WASHINGTON– The Washington Post and the Woodrow Wilson International Center for Scholars announce this year's group of winners of their Fellowship for professional working journalists from Latin America and the Caribbean. The winners are: Ingrid Brown, Jamaica Observer (Jamaica); Andrea Daza, El Mundo Economía y Negocios (Venezuela); Diana Durán Núñez, El Espectador (Colombia); Ana Francisca Vega Valdés, El Economista (Mexico); and Demetrio Weber, O Globo (Brazil).

This year's fellowship program builds upon the success of the 2008 pilot program by expanding the call for applications to journalists from all of Latin America and the Caribbean and by extending their residence in Washington to three weeks. The winners were selected from among fifty-five applicants from 14 countries. Under the fellowship, the journalists will conduct three weeks of investigative reporting in Washington (September 14 through October 2, 2009), working from the newsroom of The Washington Post. The articles they produce will be published in the journalists' home media, on washingtonpost.com, and on the Woodrow Wilson Center's website.

"Again this year, we believe we have the makings of some very impactful journalism on issues of great public concern in Latin America, the Caribbean and the United States," said Washington Post Senior Editor Milton Coleman. "The Washington Post is proud to be a partner in such meaningful efforts and to work side by side with some of the most talented among our colleagues in the hemisphere. This is good, really good."
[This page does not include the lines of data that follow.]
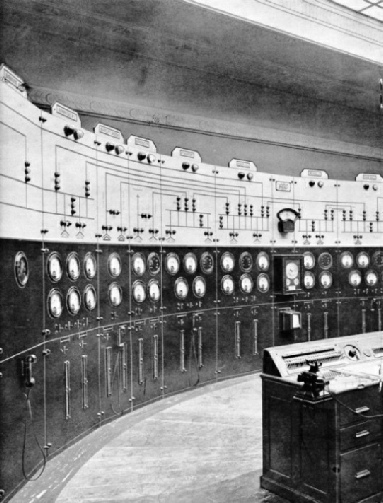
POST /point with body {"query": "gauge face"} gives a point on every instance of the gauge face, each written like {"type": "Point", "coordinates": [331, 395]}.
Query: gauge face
{"type": "Point", "coordinates": [114, 265]}
{"type": "Point", "coordinates": [55, 303]}
{"type": "Point", "coordinates": [245, 262]}
{"type": "Point", "coordinates": [207, 263]}
{"type": "Point", "coordinates": [199, 287]}
{"type": "Point", "coordinates": [190, 263]}
{"type": "Point", "coordinates": [308, 260]}
{"type": "Point", "coordinates": [227, 262]}
{"type": "Point", "coordinates": [73, 300]}
{"type": "Point", "coordinates": [55, 270]}
{"type": "Point", "coordinates": [181, 288]}
{"type": "Point", "coordinates": [172, 263]}
{"type": "Point", "coordinates": [115, 294]}
{"type": "Point", "coordinates": [263, 261]}
{"type": "Point", "coordinates": [325, 260]}
{"type": "Point", "coordinates": [90, 265]}
{"type": "Point", "coordinates": [246, 283]}
{"type": "Point", "coordinates": [355, 278]}
{"type": "Point", "coordinates": [263, 283]}
{"type": "Point", "coordinates": [73, 266]}
{"type": "Point", "coordinates": [138, 264]}
{"type": "Point", "coordinates": [309, 279]}
{"type": "Point", "coordinates": [90, 298]}
{"type": "Point", "coordinates": [154, 263]}
{"type": "Point", "coordinates": [227, 285]}
{"type": "Point", "coordinates": [371, 278]}
{"type": "Point", "coordinates": [154, 290]}
{"type": "Point", "coordinates": [21, 269]}
{"type": "Point", "coordinates": [139, 293]}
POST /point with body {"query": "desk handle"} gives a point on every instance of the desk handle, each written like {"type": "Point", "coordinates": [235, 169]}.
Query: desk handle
{"type": "Point", "coordinates": [362, 474]}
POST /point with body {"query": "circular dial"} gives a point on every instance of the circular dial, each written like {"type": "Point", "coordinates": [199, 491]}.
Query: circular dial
{"type": "Point", "coordinates": [154, 290]}
{"type": "Point", "coordinates": [181, 288]}
{"type": "Point", "coordinates": [55, 269]}
{"type": "Point", "coordinates": [55, 303]}
{"type": "Point", "coordinates": [90, 298]}
{"type": "Point", "coordinates": [190, 263]}
{"type": "Point", "coordinates": [115, 294]}
{"type": "Point", "coordinates": [245, 262]}
{"type": "Point", "coordinates": [139, 293]}
{"type": "Point", "coordinates": [308, 260]}
{"type": "Point", "coordinates": [355, 278]}
{"type": "Point", "coordinates": [199, 286]}
{"type": "Point", "coordinates": [325, 279]}
{"type": "Point", "coordinates": [114, 265]}
{"type": "Point", "coordinates": [90, 265]}
{"type": "Point", "coordinates": [363, 259]}
{"type": "Point", "coordinates": [309, 279]}
{"type": "Point", "coordinates": [172, 263]}
{"type": "Point", "coordinates": [207, 263]}
{"type": "Point", "coordinates": [263, 261]}
{"type": "Point", "coordinates": [154, 263]}
{"type": "Point", "coordinates": [347, 260]}
{"type": "Point", "coordinates": [73, 266]}
{"type": "Point", "coordinates": [371, 278]}
{"type": "Point", "coordinates": [263, 283]}
{"type": "Point", "coordinates": [227, 262]}
{"type": "Point", "coordinates": [325, 260]}
{"type": "Point", "coordinates": [138, 264]}
{"type": "Point", "coordinates": [246, 283]}
{"type": "Point", "coordinates": [21, 269]}
{"type": "Point", "coordinates": [227, 285]}
{"type": "Point", "coordinates": [73, 300]}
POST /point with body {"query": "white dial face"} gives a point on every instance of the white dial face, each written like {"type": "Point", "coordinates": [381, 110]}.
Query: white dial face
{"type": "Point", "coordinates": [227, 262]}
{"type": "Point", "coordinates": [139, 265]}
{"type": "Point", "coordinates": [199, 287]}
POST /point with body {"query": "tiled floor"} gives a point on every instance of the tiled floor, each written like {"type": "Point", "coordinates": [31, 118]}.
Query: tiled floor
{"type": "Point", "coordinates": [202, 446]}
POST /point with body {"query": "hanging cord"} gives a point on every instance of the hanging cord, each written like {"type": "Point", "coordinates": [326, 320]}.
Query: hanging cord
{"type": "Point", "coordinates": [30, 416]}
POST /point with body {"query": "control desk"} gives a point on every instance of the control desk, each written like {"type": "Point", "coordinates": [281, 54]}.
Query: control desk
{"type": "Point", "coordinates": [325, 446]}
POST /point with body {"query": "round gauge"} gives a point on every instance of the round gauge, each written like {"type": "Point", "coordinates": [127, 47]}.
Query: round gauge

"We were pleased to be able to expand the geographic reach of the fellowship this year," added Cynthia Arnson, Director of the Woodrow Wilson Center's Latin American Program. "We see this as a great opportunity for Latin American journalists to gain a better understanding of how Washington works, and to convey those insights to readers in their home countries as well as in the United States."

The Selection Committee based its final decision on the applicants' exceptional journalistic background, the originality of their proposals and feasibility of carrying them out in Washington and within the allowed time. Ingrid Brown will investigate several stories on U.S.-Jamaican immigration, including the plight of undocumented Jamaican immigrants with HIV/AIDS who forego healthcare in the United States for fear of deportation. Andrea Daza will examine Venezuelan oil company lobbying in Washington and its impact on Venezuelan politics and economics. Diana Durán Núñez will research the depositions of Colombian drug traffickers extradited to the United States. Ana Francisca Vega Valdés will look at U.S.-Mexican relations in light of police accountability and public safety issues in Mexico. Demetrio Weber will explore policies to improve the quality of education in the United States and their possible relevance for Brazil.

The Selection Committee was comprised of two outside judges recognized for their journalistic and scholarly excellence as well as senior representatives of the two sponsoring institutions. The members of the committee were: (from the Washington Post) Paula Andalo, managing editor, El Tiempo; Milton Coleman, senior editor; Scott Wilson, White House correspondent; Jeff Leen, assistant managing editor of investigations; Carlos Lozada, deputy editor of the Post's Outlook section; (from the Woodrow Wilson Center) Cynthia Arnson, director of the Latin American Program; Andrew Selee, director of the Mexico Institute; Paulo Sotero, director of the Brazil Institute; and independent journalists John Dinges, author and associate professor, Columbia University School of Journalism; and Dolia Estévez, senior Mexican correspondent and radio commentator.

The Woodrow Wilson International Center for Scholars is the living national memorial to President Wilson established by Congress in 1968 and headquartered in Washington, D.C. The Center establishes and maintains a neutral forum for free, open, and informed dialogue. It is a nonpartisan institution, supported by public and private funds and engaged in the study of national and world affairs.